The 7 dollar starting rate applies to pages that are mostly running text with standard formatting. A 50-page report composed primarily of paragraphs and headings would fall at or near that baseline.
What Increases the Cost Per Page
Complex layouts raise the price. Data tables require each cell to be correctly associated with its row and column headers. Fillable forms need proper labels, tab order, and error identification markup. Infographics or charts require descriptive alternative text that conveys the same information the visual presents.

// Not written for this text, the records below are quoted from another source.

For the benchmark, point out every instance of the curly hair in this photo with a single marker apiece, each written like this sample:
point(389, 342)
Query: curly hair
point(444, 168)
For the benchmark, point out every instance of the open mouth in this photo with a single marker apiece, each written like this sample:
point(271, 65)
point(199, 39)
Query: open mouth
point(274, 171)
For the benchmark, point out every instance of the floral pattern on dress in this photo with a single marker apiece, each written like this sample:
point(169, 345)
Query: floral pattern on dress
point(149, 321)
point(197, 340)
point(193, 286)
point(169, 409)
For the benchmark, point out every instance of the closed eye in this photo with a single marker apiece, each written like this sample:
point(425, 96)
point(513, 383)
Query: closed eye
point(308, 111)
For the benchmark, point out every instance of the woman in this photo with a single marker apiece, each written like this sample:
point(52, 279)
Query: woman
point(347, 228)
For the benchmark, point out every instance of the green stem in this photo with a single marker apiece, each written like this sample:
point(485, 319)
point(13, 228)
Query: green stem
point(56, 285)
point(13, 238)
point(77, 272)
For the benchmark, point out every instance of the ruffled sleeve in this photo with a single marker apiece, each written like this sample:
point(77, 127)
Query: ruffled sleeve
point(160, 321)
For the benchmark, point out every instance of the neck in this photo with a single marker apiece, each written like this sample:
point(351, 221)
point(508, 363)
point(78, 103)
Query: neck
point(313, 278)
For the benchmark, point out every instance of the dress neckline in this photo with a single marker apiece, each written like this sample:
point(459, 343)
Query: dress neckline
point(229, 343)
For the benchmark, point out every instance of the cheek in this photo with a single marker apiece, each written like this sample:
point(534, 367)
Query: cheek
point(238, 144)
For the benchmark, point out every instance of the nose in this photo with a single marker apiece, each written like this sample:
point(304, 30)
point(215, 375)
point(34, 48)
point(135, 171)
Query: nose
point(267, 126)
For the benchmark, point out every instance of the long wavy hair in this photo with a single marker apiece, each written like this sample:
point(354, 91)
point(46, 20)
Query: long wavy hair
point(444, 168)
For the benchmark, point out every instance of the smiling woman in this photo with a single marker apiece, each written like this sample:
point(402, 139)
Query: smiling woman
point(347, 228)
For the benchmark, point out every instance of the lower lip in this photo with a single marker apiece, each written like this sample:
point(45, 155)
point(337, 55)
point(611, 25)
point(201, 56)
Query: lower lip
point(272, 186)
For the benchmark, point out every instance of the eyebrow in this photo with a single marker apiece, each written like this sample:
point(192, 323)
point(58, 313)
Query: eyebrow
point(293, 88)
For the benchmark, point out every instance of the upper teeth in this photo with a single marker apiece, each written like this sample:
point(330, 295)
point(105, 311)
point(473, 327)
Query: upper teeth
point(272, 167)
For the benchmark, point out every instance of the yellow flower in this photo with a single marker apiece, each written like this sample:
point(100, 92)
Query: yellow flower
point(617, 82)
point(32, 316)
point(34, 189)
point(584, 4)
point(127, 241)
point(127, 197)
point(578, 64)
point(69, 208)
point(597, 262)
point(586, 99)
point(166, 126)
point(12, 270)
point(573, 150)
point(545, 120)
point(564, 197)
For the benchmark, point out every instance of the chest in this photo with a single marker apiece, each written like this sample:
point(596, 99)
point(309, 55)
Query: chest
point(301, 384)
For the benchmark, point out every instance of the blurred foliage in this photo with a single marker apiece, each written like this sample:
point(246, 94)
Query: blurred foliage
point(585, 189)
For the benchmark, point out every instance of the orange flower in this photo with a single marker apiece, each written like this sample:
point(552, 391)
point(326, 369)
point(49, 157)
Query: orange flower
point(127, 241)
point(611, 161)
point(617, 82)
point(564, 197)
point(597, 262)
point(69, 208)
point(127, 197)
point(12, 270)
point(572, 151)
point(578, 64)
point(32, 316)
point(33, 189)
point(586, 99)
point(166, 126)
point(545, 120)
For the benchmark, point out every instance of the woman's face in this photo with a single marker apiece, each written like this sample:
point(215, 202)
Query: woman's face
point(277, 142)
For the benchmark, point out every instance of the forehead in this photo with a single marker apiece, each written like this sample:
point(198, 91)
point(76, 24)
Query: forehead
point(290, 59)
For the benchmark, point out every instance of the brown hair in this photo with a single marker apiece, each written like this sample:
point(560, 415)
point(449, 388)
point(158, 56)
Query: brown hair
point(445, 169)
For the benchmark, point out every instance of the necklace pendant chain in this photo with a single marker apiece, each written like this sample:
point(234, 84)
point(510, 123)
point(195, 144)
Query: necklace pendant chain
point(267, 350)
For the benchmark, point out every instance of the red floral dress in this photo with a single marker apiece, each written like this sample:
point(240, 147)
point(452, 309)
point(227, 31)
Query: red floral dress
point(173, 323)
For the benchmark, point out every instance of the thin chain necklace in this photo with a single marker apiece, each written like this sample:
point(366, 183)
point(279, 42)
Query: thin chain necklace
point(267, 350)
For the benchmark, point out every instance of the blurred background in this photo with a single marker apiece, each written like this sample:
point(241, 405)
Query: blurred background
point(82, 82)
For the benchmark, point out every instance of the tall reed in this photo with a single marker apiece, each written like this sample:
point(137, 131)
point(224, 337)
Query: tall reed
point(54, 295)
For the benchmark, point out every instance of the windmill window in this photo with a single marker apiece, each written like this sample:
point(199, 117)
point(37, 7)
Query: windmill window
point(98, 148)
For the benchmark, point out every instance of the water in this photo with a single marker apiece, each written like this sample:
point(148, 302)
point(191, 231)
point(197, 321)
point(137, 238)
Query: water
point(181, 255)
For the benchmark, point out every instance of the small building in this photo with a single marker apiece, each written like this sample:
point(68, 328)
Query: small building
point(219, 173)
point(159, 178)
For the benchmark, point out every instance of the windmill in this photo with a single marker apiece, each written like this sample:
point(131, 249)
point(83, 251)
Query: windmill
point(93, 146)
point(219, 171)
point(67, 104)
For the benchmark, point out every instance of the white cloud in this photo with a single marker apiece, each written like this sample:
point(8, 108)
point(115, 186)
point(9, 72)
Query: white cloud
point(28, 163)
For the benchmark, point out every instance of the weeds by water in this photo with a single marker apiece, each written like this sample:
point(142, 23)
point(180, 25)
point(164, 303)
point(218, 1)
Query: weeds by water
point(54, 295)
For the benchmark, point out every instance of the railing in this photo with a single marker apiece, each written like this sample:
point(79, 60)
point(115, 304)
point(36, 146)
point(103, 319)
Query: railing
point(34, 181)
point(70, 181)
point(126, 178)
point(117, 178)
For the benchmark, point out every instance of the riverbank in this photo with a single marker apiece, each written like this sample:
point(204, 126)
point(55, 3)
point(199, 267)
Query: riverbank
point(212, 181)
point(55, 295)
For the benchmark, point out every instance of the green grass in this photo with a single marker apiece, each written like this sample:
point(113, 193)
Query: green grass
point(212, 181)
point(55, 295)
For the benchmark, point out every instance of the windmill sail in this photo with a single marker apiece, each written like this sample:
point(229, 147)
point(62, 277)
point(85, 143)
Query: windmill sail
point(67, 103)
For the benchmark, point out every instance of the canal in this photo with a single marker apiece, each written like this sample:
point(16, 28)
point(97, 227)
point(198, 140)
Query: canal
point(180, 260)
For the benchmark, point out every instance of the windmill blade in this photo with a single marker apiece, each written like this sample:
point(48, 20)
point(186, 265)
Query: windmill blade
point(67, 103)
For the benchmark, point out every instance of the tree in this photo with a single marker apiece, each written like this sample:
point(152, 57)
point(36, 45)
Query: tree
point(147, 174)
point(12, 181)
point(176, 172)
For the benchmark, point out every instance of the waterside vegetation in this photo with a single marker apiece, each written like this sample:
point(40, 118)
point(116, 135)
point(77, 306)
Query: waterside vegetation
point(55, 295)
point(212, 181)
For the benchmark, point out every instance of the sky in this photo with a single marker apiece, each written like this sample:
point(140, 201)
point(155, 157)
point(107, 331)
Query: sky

Scanned PDFs add another cost layer. A scanned document is an image, not text, so it must first go through optical character recognition before tagging can begin. This additional step increases the per-page rate.
How Volume Affects Total Cost
Organizations remediating dozens or hundreds of documents at once can often negotiate lower per-page rates. A single 10-page document at 7 dollars per page costs 70 dollars. A 500-page document library at the same rate reaches 3,500 dollars, but bulk pricing may bring the effective rate down.
Prioritizing documents by public-facing importance or legal risk helps organizations allocate remediation budgets effectively. Not every internal PDF needs the same level of investment as a customer-facing form or a procurement document requiring WCAG 2.1 AA conformance.
Flat Rate vs. Per-Page Pricing
Some providers offer flat project rates for document sets with consistent formatting. This works well when every document follows the same template. Per-page pricing remains more common because most document libraries contain a mix of complexity levels, and per-page rates can adjust accordingly.
The per-page model gives organizations clear cost visibility before a project begins. A provider can review sample pages, assign a rate tier, and multiply by page count to produce a reliable estimate.